Pop-up window + schedule icon
In addition to the pop-up window, HCPs in the pop-up window + schedule icon group saw an orange or red icon next to the names of the patients with reminders in the day’s schedule. They were thus immediately able to see how many patients had a reminder on a given day. The icons were orange or red depending on whether the situation was moderately or very important and they also contained a number showing how many reminders each patient had.
Pop-up window + schedule icon + filter settings option
In this third group, in addition to the pop-up window and schedule icon, HCPs were able to apply filters to choose which type of reminders and which patients they wanted to see information for. The default setting for all three groups was “all reminders”.
Randomization
The units of analysis were the primary care centers and therefore all HCPs from the same center were randomized to the same arm. Randomization was performed using the Stata/SE module to design randomized controlled trials (v. 11.2, StataCorp) [20]. In order to achieve a balanced distribution of the quality of care at the different centers in each arm, these were stratified into quintiles according to EQA results from the month prior to the intervention. The workflow of study population is shown in Fig. 2.
Sample size
A 10% difference in resolution of clinically improvable situations between groups was considered clinically relevant. Assuming a resolution rate of 59% in the intervention group [21], an alpha error of 0.01, a power of 95%, and a loss to follow-up of 10%, and correcting for an intraclass correlation of 0.05 in the clusters (primary care centers), it was calculated that 15,950 reminders would be required for each of the four groups (total, 63,800). Nevertheless, in view of the design of the computerized tool, the cluster randomization design, and the distribution of the sample, it was decided not to limit the study to the calculated sample size.
Outcome and variables
The primary outcome measure was the resolution of reminders. A reminder was considered to be resolved when the clinically improvable condition for which it was generated was resolved. Solutions varied according to the type of reminder, and included, for example, prescription of a drug, implementation of a preventive measure, or achievement of a clinical or laboratory target.

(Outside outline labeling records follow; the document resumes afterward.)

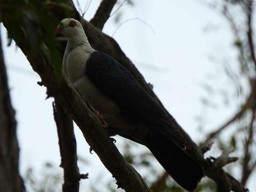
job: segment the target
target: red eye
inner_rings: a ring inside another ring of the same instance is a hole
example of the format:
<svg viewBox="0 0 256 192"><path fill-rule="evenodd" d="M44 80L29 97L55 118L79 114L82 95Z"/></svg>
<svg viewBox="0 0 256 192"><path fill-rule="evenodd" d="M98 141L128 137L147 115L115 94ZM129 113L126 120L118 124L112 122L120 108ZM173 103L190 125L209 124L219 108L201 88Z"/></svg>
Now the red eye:
<svg viewBox="0 0 256 192"><path fill-rule="evenodd" d="M71 21L69 22L69 24L68 25L69 27L74 27L75 26L76 26L76 21Z"/></svg>

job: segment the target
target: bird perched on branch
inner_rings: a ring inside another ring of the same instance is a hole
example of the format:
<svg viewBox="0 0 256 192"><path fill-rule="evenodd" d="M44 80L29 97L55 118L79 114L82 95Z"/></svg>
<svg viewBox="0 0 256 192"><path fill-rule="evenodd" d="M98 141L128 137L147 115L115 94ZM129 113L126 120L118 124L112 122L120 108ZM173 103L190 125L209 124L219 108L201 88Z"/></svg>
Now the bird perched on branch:
<svg viewBox="0 0 256 192"><path fill-rule="evenodd" d="M68 40L63 74L94 109L109 136L145 145L178 183L195 190L203 170L186 152L189 146L164 109L115 59L91 46L79 21L65 19L56 30Z"/></svg>

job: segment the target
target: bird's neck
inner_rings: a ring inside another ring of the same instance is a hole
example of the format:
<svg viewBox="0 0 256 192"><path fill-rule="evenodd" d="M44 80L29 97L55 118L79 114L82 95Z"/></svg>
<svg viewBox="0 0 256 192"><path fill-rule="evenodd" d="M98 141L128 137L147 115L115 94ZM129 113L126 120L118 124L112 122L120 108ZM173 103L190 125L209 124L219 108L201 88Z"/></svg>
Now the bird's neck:
<svg viewBox="0 0 256 192"><path fill-rule="evenodd" d="M93 50L88 42L88 39L85 34L73 36L70 38L68 38L68 44L67 44L66 49L68 49L69 52L79 46L85 46L88 48L89 51Z"/></svg>

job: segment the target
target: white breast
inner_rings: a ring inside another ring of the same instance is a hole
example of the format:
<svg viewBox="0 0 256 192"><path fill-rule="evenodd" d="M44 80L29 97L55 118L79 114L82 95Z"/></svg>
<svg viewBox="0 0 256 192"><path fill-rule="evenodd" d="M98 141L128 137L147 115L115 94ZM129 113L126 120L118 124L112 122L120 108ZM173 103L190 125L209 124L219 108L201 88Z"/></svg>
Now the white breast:
<svg viewBox="0 0 256 192"><path fill-rule="evenodd" d="M66 75L72 83L81 78L85 73L87 60L91 53L85 46L77 46L71 51L66 59Z"/></svg>

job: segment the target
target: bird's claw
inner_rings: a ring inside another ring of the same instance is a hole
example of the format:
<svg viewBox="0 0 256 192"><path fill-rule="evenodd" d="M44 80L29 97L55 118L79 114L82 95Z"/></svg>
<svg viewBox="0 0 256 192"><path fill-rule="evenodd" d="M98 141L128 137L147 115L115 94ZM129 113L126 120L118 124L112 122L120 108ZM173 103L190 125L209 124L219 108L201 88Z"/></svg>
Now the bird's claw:
<svg viewBox="0 0 256 192"><path fill-rule="evenodd" d="M107 122L104 119L103 117L100 114L100 112L99 112L97 110L95 110L95 113L97 115L97 116L99 117L101 121L101 122L102 123L102 126L104 128L106 128L108 126L108 123L107 123Z"/></svg>
<svg viewBox="0 0 256 192"><path fill-rule="evenodd" d="M116 140L115 140L115 139L113 138L109 138L109 139L110 139L110 141L114 142L114 143L116 142Z"/></svg>

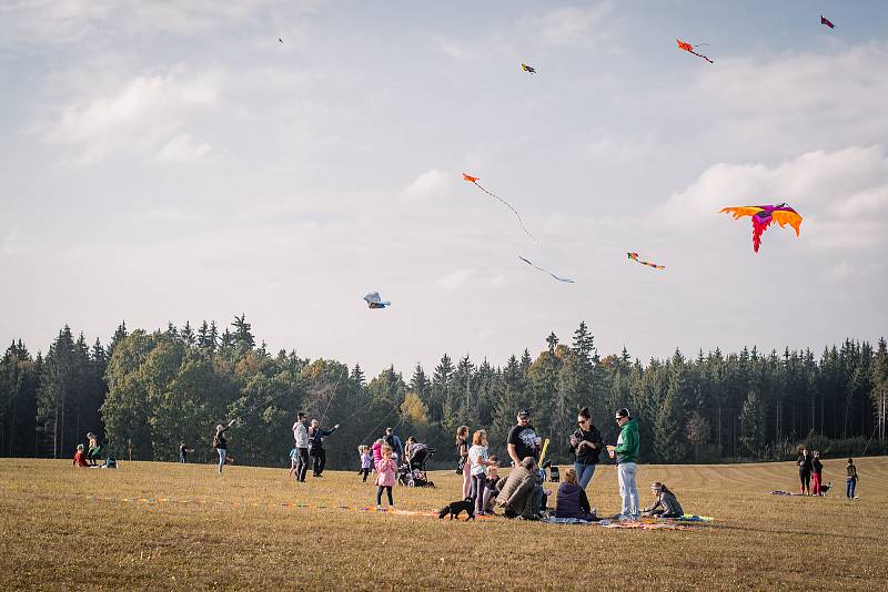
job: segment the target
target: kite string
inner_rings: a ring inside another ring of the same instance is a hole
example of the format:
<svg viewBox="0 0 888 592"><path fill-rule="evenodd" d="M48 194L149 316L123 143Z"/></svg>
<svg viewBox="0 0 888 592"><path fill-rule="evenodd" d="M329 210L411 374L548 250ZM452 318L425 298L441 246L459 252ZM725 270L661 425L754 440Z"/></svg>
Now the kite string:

The other study variables were the characteristics of the HCPs and the primary care centers to which they belonged. The characteristics analyzed for each center were certification to train postgraduate students, rural or urban location, population assigned and attended, mean number of visits per patient per year, and mean number of physicians and nurses.
Statistical analysis
Because of the cluster randomization design, we used statistical techniques that took into account the correlations between patients in the different clusters. Intervention effect was estimated using hierarchical (multilevel) models (Wald test), with reminder at level 1 and HCP at level 2. Logistic regression models were used to estimate the effect of the intervention first with adjustment for random HCPs only and then with the addition of EQA results. We finally estimated whether the effect was modified by the introduction of variables at the reminder level. A subgroup analysis by type of reminder was also performed.
Statistical significance was set at 5%. The analyses were performed in Stata/SE, version 11.2 (StataCorp).
Results
Baseline results
The baseline analysis identified 645,845 patients with an improvable clinical situation (13% of the population > 14 years) and generated 968,272 reminders, which is the equivalent of 1.49 reminders per patient.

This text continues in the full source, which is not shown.